ラベンダーと星空の約束+α
「お兄ちゃん、風香が嘘ついた!
あのね、鳥さんが連れてくるって言うんだよ!」
「本当だもん!
絵本に書いてあったもん!
鳥さんが連れてくるんだもん!」
「嘘つき!」
「嘘じゃない!」
待て待て…
いきなり飛び込んで来て、訳のわからない喧嘩を始めるな。
叩き合いになりそうな二人を慌てて引き離し、間に入って話しを聞く。
「分かった分かった。
彩香は風香が嘘をついたって言いたいんだな?
風香はそれが嘘じゃないと。
で?鳥さんが連れて来るって、何を連れて来るんだ?」
「赤ちゃんだよ!
赤ちゃんは、お母さんのお腹から出て来るんだよ?
鳥さんじゃないもん」
「でも、絵本で鳥さんが赤ちゃんの入ったカゴをくわえてた」
風香は手でカゴの形を作り、それをくわえる真似をした後、両手を羽ばたかせて部屋の中を一周する。
ああそうか。
コウノトリが赤ん坊を連れて来る物語を読んだのか。
だけど、大地が母さんのお腹の中にいたのを知ってるから、訳が分からなくなってるのか。
「赤ん坊は母親のお腹の中で大きくなって、約10ヶ月後に生まれてくる。
コウノトリの話しは昔からの言い伝え。伝説だ」
二人の顔を交互に見ながら説明してやると、
彩香が得意げになり、風香が不満そうな顔をする。
「ほらね、鳥さんなんて嘘なんだよ!
風香は嘘ついた!」
「彩香、そう言う話しは嘘とは違うんだ。
事実じゃない事が全部嘘だと言ったら、お前らの好きな星座の話しも、お姫様の話しも、みんな嘘になってしまう。
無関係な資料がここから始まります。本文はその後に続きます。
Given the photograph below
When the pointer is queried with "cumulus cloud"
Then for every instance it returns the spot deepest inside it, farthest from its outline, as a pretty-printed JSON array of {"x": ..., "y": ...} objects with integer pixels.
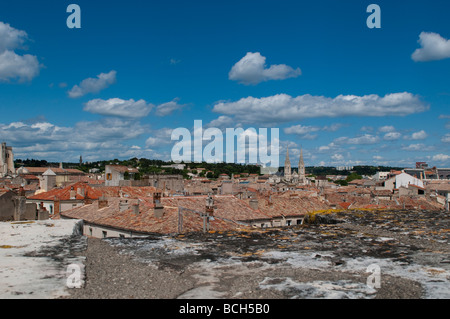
[
  {"x": 12, "y": 65},
  {"x": 93, "y": 85},
  {"x": 118, "y": 107},
  {"x": 285, "y": 108},
  {"x": 387, "y": 129},
  {"x": 46, "y": 140},
  {"x": 168, "y": 108},
  {"x": 418, "y": 147},
  {"x": 421, "y": 135},
  {"x": 301, "y": 129},
  {"x": 252, "y": 69},
  {"x": 365, "y": 139},
  {"x": 392, "y": 136},
  {"x": 446, "y": 138},
  {"x": 337, "y": 157},
  {"x": 441, "y": 158},
  {"x": 159, "y": 138},
  {"x": 433, "y": 47}
]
伝説、物語、そう言う物を知る事は意味のある事だし、何より楽しいだろ?
風香は伝説を言ったんだ、嘘つきじゃない」
折角丸く収めようとフォローしてやったのに、今度は風香が得意げに彩香に言う。
「ほらね、お兄ちゃんは嘘じゃないって!
風香は嘘つきじゃないもん。彩香謝ってよ!」
「…ごめんね」
彩香が謝り風香の機嫌も直ったところで、書斎から二人を追い出した。
夕飯までにこの章を読んでしまいたいのに、全く…
本のページに意識を戻すが、1ページ進んだところでまた、バターンと勢いよくドアが開けられた。